> I think that's true up to a point, but it misses the distinction between accidental and essential complexity.
Very respectfully, I think you may be missing the author's point. When you fail to make a home for necessary complexity, it rears its head as unintended complexity in unexpected parts of the system. The source of 'accidental' complexity is unaccounted for complexity.
> When you fail to make a home for necessary complexity, it rears its head as unintended complexity in unexpected parts of the system. The source of 'accidental' complexity is unaccounted for complexity.
If that's what they're claiming then I completely disagree. No, that's not the reason, that's got nothing to do with it. If that were true we would expect e.g. projects with more complicated builds to have simpler code, and IME that's not true.
Again, respectfully, I don't think that follows (or makes much sense). There is not a set amount of complexity for all software that gets apportioned between the build system and the business logic, so that an increase in one necessarily means a reduction in the other.
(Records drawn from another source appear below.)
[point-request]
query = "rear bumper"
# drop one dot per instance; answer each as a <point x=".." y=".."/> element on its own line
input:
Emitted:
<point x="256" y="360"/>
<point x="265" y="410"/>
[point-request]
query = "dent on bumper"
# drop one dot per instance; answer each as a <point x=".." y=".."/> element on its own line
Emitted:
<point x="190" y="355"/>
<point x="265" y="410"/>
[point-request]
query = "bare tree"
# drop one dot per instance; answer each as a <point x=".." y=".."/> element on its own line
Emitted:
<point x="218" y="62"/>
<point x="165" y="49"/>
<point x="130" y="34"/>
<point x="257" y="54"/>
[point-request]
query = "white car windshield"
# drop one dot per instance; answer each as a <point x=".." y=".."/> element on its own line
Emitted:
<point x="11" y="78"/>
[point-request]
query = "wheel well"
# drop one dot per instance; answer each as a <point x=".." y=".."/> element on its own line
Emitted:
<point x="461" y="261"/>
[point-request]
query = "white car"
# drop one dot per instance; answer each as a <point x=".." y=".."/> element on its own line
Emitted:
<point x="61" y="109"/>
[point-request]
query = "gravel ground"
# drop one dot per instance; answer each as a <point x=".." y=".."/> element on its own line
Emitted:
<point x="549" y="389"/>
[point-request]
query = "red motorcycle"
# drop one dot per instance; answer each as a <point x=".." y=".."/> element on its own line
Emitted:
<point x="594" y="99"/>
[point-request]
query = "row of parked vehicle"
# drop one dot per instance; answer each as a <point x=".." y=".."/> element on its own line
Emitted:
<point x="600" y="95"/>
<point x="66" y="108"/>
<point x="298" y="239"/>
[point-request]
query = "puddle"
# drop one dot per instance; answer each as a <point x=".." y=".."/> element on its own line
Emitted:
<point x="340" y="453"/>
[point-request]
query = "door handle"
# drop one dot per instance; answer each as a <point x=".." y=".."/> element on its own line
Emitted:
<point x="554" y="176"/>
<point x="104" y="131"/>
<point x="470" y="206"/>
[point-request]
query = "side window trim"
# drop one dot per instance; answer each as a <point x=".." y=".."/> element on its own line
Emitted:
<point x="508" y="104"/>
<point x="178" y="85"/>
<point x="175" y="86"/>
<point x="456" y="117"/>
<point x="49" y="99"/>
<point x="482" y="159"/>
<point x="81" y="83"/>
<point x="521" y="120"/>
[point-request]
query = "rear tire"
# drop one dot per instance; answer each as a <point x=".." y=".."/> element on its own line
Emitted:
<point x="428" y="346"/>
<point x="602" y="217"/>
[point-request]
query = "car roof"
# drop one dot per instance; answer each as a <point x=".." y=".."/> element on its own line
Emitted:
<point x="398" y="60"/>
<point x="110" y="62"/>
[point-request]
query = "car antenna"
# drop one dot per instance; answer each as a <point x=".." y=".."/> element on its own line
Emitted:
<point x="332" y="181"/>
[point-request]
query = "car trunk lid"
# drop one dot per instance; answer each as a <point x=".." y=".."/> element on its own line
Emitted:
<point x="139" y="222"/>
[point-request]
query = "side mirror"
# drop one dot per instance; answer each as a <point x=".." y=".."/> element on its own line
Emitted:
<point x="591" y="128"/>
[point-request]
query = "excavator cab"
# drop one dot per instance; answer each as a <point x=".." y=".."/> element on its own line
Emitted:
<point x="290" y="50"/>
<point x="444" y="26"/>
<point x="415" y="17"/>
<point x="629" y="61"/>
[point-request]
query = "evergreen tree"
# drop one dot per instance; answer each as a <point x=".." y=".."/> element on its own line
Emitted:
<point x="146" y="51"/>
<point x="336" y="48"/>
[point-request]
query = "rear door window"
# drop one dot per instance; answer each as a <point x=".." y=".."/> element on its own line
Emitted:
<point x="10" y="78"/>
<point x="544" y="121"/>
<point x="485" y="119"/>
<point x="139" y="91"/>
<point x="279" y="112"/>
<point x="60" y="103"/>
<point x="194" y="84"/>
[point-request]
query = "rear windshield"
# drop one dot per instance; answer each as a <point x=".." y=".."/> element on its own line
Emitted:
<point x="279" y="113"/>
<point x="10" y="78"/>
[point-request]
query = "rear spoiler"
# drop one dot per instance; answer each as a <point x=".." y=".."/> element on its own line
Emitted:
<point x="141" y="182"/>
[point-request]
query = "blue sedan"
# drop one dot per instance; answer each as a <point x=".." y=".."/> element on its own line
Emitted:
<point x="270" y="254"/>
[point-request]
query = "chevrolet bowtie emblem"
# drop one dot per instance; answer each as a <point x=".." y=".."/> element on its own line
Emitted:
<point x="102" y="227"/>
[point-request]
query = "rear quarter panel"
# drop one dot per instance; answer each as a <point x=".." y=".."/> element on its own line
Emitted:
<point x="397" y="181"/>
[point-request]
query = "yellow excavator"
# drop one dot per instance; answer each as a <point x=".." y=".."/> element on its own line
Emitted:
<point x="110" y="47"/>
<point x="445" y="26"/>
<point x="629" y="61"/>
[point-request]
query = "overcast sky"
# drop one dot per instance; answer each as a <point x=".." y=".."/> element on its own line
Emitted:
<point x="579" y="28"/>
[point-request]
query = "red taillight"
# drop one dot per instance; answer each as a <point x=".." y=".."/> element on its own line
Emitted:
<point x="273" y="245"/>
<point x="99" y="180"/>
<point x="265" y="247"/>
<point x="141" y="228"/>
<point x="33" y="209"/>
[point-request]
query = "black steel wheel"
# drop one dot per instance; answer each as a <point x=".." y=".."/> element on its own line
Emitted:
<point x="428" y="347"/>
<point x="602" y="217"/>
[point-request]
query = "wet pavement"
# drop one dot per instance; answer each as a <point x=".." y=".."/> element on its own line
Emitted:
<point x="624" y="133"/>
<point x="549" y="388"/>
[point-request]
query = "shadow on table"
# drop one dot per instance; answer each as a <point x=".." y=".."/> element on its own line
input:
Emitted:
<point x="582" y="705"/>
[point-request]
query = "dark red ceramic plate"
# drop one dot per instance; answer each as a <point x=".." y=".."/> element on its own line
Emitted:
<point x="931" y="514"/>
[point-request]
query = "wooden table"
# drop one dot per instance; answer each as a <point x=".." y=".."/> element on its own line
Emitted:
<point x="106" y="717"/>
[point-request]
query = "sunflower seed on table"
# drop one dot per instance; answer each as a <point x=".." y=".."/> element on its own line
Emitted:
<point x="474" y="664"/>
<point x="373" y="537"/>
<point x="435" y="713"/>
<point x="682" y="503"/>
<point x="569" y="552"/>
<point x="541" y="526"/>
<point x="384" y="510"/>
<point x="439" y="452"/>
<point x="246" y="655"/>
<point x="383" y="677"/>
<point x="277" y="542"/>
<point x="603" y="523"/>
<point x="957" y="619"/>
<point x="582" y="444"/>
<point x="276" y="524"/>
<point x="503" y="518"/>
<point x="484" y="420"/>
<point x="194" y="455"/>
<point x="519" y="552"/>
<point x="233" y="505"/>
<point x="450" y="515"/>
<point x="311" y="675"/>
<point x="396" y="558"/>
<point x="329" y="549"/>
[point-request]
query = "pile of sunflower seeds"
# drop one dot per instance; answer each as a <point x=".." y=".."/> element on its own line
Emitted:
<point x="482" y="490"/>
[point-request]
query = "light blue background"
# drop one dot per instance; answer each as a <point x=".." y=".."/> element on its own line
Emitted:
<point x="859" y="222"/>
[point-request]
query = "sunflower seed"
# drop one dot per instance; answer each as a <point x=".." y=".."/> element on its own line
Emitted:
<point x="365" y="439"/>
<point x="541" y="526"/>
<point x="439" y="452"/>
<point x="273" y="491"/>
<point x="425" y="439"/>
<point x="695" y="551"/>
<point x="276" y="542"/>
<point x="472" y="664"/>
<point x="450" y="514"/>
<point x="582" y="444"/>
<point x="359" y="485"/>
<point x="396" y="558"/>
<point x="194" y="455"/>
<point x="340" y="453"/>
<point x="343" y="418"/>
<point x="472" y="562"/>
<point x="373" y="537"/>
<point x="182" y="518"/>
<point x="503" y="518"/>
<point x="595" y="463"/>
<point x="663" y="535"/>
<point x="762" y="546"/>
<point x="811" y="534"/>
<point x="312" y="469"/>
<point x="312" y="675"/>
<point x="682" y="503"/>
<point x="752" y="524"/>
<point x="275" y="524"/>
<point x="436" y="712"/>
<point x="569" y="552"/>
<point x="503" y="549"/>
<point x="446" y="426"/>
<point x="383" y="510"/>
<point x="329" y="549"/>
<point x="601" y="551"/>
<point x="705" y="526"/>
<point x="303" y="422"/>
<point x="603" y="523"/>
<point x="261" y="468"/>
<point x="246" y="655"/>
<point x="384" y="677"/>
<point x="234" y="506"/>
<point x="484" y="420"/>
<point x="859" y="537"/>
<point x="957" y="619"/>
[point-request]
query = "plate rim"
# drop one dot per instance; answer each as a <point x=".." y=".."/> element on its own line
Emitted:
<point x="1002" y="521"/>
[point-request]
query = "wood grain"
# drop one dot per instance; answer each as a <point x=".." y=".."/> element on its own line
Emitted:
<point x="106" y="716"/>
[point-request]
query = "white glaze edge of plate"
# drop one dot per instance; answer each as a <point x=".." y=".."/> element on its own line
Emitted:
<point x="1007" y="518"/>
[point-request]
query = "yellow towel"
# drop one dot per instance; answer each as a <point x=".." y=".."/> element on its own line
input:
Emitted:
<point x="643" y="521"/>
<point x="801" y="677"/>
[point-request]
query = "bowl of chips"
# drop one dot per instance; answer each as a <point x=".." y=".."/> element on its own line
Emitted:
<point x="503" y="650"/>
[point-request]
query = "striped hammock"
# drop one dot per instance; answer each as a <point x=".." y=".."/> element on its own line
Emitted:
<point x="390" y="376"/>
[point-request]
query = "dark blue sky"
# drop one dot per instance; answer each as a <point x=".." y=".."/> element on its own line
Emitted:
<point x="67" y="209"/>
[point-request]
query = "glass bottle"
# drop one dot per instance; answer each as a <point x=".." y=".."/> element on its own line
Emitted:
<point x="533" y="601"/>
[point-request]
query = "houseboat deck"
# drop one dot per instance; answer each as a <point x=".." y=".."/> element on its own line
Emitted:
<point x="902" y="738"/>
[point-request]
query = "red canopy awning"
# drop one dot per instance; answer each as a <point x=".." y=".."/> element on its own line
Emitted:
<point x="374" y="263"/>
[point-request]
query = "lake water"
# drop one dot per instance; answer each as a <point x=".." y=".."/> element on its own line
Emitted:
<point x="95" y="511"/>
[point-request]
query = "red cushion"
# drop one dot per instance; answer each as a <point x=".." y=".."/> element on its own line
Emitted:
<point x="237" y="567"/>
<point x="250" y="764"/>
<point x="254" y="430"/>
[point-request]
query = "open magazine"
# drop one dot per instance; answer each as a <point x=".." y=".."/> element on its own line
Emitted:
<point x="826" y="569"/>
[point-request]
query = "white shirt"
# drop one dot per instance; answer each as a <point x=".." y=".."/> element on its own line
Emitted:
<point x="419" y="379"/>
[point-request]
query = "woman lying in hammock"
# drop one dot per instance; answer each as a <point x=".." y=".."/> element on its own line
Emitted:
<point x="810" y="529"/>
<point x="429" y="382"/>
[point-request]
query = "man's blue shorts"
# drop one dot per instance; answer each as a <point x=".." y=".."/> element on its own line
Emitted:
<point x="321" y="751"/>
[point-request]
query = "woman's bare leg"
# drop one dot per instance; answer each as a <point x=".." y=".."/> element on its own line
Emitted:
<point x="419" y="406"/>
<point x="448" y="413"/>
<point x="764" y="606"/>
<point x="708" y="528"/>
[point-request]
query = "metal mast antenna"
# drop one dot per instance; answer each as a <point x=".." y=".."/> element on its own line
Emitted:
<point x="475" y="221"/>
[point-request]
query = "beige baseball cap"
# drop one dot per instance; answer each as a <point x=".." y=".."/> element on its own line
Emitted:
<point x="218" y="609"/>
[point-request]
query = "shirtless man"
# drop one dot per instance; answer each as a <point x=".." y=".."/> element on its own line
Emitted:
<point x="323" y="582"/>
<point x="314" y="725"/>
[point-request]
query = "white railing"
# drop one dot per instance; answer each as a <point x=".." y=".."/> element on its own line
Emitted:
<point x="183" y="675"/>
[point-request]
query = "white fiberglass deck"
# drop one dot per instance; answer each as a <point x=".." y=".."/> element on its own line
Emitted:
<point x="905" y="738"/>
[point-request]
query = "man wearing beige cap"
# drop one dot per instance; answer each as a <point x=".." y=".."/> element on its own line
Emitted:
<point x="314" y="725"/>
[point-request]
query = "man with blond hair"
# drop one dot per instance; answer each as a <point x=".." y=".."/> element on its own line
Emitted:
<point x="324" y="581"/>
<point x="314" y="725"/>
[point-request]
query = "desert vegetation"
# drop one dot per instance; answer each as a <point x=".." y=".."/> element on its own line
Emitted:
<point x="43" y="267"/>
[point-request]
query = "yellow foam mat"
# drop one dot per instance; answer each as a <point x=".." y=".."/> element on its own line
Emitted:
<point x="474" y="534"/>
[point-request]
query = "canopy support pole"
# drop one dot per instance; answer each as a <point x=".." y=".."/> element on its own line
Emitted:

Instead, each domain space has some degree of inherent complexity, which varies from problem to problem. Failing to account for this inherent domain complexity appropriately will cause it to bubble through at unexpected points throughout the system.
Build systems inherently have a very complex job. A good build system grapples with this complexity and tries to harness it; a bad one pretends it isn't there, and becomes a tangled mess once the (inevitably complex) demands made of it exceed its limited assumptions.
> Build systems inherently have a very complex job. A good build system grapples with this complexity and tries to harness it; a bad one pretends it isn't there, and becomes a tangled mess once the (inevitably complex) demands made of it exceed its limited assumptions.
I don't think this is true. I think that when looked at in the right way the job of a build system (when used appropriately) is actually fairly simple, and most build system complexity is either accidental complexity (either just straight-up bad design, or misguidedly overengineered flexibility in directions that don't matter) or comes from trying to accommodate things that the build system shouldn't have been doing in the first place. When I've seen overcomplicated builds they've never been because the build system made assumptions that were too limiting.
Very respectfully, I think you may be missing the author's point. When you fail to make a home for necessary complexity, it rears its head as unintended complexity in unexpected parts of the system. The source of 'accidental' complexity is unaccounted for complexity.